Let us now turn to a hypothesis testing procedure for the difference
between two population means when the samples are
**dependent**. If for example two data values are collected
from the same source (or element), these are called
**paired** or **matched samples**.

Very often these procedures are applied for
**Before-After-Control-Impact (BACI)** analysis. Imagine a
case when you are asked to evaluate the effectiveness of a filtering
system in removing air pollutants being released by a factory. In that
case one population consists of measurements of air quality before the
filtering system is implemented or renewed, and the other population
consists of measurements of air quality after the new filter system was
installed. In that case you are dealing with paired samples, because the
two data sets are collected from the same source, i.e. the factory.

In paired samples the difference between the data values of the two
samples is denoted by \(d\), often
called **paired difference**. Note, that the sample size
\(n\) for each sample is equal. The
mean of the paired differences for the samples is denoted as \(\bar d\):

\[\bar d = \frac{\sum d}{n}\]

The standard deviation of paired differences for two samples, \(s_d\), is calculated as

\[s_d = \sqrt{\frac{\sum d^2 - \frac{(\sum d)^2}{n}}{n-1}}\]
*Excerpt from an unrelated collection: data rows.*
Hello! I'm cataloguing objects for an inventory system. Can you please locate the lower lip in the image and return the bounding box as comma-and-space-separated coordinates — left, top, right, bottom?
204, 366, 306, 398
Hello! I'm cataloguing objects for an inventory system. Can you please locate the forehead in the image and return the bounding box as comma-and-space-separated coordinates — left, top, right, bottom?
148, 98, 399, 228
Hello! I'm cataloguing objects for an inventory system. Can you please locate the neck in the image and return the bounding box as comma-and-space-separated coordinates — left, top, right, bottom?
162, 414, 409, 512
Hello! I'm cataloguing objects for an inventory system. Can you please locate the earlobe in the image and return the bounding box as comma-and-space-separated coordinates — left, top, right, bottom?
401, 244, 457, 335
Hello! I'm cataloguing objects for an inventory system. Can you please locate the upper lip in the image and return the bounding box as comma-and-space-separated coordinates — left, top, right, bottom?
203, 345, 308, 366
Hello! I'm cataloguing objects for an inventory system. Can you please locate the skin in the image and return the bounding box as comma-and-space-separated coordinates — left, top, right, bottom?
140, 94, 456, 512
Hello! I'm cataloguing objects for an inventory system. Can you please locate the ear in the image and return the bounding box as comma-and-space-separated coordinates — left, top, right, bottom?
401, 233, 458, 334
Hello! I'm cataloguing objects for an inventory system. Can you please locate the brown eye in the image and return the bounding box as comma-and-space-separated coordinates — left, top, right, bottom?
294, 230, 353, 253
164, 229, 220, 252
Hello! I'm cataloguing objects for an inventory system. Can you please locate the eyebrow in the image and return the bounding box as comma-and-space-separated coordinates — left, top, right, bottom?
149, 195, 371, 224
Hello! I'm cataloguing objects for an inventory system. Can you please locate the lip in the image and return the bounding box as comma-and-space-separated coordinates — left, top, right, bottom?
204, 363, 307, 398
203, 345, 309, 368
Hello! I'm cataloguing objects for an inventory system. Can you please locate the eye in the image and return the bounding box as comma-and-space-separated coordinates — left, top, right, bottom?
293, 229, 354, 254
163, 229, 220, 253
Suppose, that the paired-difference variable \(d\) is normally distributed. Then the paired \(t\)-statistic is expressed as

\[t= \frac{\bar d - (\mu_1-\mu_2)}{\frac{s_d}{\sqrt{n}}}\text{,}\]

which simplifies to

\[t= \frac{\bar d}{\frac{s_d}{\sqrt{n}}}\text{,}\]

if \(\mu_1-\mu_2 = 0\). The test
statistic \(t\) for paired samples
follows a *t*-distribution with \(df =
n - 1\).

The \(100(1-\alpha)\) % confidence interval for \(\mu_d\) is

\[\bar d \pm t \times \frac{s_d}{\sqrt{n}}\]

where the value of \(t\) is obtained
from the *t*-distribution for the given confidence level and
\(n-1\) degrees of freedom.

In order to practice the **paired t-test** we
load the

`students.csv`

file here
or import it directly into R:`students <- read.csv("https://userpage.fu-berlin.de/soga/data/raw-data/students.csv")`

The *students* data set consists of 8239 rows, each of them
representing a particular student, and 16 columns, each of them
corresponding to a variable/feature related to that particular student.
These self-explaining variables are: *stud.id, name, gender, age,
height, weight, religion, nc.score, semester, major, minor, score1,
score2, online.tutorial, graduated, salary*.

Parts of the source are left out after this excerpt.